Visual Design of Games

Cheese or Font? Exercises

Elements of the game Cheese or Font? include:

  •  Core: list of mystery names (of either cheeses or fonts); area to enter your choice of Cheese or Font; score tracker; timer; “Play Quiz” button to start the timer
  • Supportive: hint text (“Cheese or font?”, “Enter C or F”)
  • Extraneous: score and timer dropdown options; “Replay” / “Next quiz” / “Quiz stats” / “Challenge friends” / “Random quiz” buttons; flavor text on wrong answers; flavor text on final score; average score

Thumbnail sketches:

  • First row: core elements sketched; one element made huge, then accented with color.
  • Second row: experiments with type.
  • Third row: proximity exercise.

For the proximity exercise, the “font” and “cheese” buttons should be grouped most closely together because they are the two options in a binary set. Those options, as a set, should be grouped most closely with the mystery name, as that is what the options apply to. The scoreboard (which also serves to mark progress to the end) and timer should be grouped close enough to the game that they are clearly part of it, but they can be slightly separated since they are not part of the core interaction taking place.

Beautiful Game Analysis

I’ve always looked to the Pokémon Diamond & Pearl Bag UI as one of my favorite examples of video game menu design. This menu would typically be displayed on a Nintendo DS, so the top and bottom halves are intended to appear on separate screens.

Because all of the text in this menu is nearly the same size and font, the top screen instead primarily uses color, shape, and proximity to enhance readability and please the eye. In the green zone, identical formatting and close proximity ordered by a grid identify the items in the current “pocket” (submenu) as a group; similarly, in the orange zone, visually-similar icons ordered by their own grid identify the set of all possible pockets as a group; and across both zones, visually-similar red borders indicate which pocket and item are currently selected for a coherent visual language. The color-blocking used on this screen is not strictly necessary, since proximity and similarity are already effective in grouping items together appropriately, but it serves to add visual interest and create a whimsical atmosphere. The intense saturation of the non-interactable flavor-text box at the bottom of the screen also serves to clearly separate it from the scrollable lists above it.

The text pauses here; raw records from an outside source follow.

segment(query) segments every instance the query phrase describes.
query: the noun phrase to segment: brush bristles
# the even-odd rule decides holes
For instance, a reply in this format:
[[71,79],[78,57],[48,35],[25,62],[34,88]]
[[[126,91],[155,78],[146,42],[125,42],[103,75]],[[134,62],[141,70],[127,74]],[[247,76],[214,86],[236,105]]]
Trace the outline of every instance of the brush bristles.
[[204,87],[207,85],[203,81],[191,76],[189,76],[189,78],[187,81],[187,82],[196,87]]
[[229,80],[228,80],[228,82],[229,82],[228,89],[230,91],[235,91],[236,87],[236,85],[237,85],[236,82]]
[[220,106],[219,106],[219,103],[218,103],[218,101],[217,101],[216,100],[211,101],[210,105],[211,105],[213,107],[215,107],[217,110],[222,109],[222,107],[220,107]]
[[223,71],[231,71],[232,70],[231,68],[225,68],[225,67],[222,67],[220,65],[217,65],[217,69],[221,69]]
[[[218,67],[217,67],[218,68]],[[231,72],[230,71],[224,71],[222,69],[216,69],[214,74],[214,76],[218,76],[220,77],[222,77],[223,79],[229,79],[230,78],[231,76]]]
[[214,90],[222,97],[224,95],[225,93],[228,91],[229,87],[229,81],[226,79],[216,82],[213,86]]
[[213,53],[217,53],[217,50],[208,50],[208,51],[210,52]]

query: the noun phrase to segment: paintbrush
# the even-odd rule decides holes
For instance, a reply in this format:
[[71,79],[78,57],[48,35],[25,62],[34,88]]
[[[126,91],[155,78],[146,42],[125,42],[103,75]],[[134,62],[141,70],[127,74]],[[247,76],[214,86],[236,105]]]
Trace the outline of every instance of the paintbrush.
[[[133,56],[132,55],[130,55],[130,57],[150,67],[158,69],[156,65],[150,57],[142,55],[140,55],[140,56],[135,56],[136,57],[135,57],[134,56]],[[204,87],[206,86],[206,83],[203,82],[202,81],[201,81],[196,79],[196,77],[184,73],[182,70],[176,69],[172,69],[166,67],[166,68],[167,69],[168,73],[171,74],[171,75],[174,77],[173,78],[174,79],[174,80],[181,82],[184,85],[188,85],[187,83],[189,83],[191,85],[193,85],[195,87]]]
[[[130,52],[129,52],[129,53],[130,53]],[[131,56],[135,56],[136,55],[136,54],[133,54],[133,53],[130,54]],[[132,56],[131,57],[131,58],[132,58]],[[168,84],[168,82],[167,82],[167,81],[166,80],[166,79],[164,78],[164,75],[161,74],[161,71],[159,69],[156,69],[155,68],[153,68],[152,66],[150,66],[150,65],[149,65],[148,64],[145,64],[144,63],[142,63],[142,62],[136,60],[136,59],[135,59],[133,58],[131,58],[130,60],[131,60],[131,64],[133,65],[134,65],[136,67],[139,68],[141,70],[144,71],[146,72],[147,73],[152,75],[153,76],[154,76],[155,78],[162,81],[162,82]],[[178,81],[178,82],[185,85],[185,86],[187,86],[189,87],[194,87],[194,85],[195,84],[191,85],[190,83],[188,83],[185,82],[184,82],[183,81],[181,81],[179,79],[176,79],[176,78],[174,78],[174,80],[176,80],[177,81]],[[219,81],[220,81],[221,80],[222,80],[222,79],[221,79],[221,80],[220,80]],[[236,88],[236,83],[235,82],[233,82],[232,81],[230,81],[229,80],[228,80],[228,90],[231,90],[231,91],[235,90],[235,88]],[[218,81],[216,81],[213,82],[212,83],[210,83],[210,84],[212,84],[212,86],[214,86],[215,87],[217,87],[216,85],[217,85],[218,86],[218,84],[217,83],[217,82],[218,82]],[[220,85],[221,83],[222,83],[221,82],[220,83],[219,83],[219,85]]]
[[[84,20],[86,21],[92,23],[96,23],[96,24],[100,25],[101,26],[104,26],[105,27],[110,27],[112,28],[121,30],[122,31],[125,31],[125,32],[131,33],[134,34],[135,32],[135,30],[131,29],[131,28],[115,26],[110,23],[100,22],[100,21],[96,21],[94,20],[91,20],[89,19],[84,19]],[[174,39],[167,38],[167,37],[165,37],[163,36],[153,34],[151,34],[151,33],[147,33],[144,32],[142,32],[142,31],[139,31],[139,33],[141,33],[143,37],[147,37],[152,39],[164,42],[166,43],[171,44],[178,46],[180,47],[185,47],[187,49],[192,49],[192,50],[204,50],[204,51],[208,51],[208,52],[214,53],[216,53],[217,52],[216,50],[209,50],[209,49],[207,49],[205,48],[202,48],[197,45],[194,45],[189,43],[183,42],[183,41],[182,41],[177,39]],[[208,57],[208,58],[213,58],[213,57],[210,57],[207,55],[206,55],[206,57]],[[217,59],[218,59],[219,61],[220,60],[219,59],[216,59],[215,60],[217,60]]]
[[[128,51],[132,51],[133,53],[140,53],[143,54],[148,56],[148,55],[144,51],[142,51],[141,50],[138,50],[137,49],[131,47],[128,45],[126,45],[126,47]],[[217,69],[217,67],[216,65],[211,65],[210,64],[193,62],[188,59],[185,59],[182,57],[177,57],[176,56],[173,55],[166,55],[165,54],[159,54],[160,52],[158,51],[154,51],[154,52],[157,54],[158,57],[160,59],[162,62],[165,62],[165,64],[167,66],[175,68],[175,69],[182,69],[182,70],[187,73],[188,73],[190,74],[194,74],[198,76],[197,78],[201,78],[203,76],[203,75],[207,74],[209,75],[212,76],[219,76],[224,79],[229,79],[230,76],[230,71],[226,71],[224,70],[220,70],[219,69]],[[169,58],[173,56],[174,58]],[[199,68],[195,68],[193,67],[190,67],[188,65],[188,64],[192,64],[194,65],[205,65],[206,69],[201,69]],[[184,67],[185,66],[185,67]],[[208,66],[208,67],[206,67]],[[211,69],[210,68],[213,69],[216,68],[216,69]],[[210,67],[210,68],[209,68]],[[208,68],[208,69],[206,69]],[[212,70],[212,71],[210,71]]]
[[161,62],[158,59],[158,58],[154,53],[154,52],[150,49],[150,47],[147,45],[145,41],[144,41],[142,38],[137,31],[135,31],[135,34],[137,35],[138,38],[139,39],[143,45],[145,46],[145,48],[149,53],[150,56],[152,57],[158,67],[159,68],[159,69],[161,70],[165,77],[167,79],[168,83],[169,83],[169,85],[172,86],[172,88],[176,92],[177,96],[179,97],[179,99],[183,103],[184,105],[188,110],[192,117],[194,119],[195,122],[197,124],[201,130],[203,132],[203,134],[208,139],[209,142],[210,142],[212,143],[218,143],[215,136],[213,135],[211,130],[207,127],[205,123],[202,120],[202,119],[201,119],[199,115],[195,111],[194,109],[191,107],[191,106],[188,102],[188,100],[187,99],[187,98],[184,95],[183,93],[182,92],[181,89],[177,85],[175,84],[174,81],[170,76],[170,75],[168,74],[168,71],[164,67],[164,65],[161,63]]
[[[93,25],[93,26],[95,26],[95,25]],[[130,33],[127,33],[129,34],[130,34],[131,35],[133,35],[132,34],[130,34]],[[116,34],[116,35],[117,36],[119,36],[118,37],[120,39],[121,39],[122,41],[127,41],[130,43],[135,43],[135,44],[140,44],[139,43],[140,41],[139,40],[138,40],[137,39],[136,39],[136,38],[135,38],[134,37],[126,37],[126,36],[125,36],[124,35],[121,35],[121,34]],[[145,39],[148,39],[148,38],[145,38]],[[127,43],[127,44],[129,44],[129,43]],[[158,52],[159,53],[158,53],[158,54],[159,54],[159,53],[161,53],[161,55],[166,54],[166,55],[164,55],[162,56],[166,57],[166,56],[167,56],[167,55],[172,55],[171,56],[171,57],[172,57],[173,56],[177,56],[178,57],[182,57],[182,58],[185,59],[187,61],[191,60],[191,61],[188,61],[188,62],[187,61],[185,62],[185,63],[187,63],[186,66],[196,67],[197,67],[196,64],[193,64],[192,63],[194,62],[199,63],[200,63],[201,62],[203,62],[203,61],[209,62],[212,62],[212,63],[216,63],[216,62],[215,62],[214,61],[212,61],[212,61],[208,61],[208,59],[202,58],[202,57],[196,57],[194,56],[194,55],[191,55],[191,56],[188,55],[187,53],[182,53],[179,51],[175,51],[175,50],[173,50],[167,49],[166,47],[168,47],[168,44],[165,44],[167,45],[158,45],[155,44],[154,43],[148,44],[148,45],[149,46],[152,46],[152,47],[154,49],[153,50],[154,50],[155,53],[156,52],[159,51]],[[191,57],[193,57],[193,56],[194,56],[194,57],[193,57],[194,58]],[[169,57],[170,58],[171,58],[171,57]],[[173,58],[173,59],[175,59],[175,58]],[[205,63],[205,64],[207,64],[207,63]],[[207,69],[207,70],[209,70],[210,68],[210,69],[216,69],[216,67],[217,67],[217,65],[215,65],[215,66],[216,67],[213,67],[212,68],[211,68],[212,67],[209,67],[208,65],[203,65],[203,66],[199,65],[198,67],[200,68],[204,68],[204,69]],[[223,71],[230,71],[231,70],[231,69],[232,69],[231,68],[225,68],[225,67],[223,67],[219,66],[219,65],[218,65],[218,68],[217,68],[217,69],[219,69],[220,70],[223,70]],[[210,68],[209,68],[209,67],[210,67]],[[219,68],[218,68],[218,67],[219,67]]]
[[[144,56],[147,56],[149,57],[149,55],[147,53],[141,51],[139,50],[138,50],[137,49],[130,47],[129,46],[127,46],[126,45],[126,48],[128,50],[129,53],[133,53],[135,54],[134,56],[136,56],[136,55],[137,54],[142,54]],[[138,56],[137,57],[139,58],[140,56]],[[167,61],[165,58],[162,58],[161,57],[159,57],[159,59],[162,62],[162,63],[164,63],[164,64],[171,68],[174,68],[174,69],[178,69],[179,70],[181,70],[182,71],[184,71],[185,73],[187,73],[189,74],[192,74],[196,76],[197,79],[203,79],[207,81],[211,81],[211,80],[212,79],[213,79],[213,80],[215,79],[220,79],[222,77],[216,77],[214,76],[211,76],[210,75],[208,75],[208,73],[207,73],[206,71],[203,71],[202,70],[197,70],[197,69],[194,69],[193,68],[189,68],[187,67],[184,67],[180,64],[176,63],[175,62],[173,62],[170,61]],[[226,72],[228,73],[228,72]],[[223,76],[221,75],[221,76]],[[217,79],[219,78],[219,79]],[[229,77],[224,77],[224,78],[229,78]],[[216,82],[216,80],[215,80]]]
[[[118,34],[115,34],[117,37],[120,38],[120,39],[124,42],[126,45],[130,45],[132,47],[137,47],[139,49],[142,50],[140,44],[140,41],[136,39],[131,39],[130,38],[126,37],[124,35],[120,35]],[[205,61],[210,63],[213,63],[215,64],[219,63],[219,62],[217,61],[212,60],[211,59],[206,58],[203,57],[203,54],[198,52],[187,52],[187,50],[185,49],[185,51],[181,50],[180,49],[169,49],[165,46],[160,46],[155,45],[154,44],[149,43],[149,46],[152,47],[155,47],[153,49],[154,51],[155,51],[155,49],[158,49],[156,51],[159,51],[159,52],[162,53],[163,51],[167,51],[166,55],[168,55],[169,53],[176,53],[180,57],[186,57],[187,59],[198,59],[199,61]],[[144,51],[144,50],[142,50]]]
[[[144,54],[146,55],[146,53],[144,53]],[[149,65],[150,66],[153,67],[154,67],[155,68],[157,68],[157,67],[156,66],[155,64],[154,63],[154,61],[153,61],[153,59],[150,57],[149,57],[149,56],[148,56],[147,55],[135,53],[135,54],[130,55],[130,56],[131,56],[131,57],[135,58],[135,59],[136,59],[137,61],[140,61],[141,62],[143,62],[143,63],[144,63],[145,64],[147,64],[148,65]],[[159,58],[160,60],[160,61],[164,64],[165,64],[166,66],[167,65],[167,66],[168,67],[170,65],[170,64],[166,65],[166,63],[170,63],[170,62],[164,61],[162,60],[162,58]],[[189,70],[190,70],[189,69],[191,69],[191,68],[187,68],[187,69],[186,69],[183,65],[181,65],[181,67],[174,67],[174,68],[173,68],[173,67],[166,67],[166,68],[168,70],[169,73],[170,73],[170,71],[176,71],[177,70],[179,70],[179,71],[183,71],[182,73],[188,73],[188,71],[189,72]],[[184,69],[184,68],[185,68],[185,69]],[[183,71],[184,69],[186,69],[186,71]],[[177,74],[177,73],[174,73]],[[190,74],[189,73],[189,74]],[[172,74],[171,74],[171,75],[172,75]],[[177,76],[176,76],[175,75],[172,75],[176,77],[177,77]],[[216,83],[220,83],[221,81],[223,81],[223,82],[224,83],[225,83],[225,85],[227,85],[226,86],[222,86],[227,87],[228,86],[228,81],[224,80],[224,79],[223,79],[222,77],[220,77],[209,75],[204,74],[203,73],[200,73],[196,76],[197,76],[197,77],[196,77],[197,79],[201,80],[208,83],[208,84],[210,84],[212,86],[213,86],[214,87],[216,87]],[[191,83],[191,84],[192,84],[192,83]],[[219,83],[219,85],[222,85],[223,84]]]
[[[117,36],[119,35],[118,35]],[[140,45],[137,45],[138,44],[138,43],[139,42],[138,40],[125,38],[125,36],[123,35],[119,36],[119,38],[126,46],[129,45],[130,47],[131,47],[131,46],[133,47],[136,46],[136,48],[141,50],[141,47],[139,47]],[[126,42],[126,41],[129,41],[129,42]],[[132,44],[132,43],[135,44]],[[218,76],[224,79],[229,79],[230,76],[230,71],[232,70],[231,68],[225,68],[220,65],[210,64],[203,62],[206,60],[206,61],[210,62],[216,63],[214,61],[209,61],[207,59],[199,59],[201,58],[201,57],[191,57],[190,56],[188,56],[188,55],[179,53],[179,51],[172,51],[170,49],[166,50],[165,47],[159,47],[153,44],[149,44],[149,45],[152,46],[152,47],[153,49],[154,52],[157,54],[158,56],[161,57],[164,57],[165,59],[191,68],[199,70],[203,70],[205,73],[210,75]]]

The bottom screen (where touch-interaction can take place as an alternative to using the buttons on the handheld) contains no text and instead uses icons to map its components to the affected components on the top screen. The buttons, each of which opens a different pocket, display the same icons in the same order as the pocket list in the top menu, making the relationship between the two visually intuitive. The unusual radial arrangement of the buttons around a central Pokéball graphic is made parsable by the visual similarity of the buttons to each other as well as to the background — their visual design creating the illusion that they are physically-raised buttons, clearly separate from the graphic in the middle.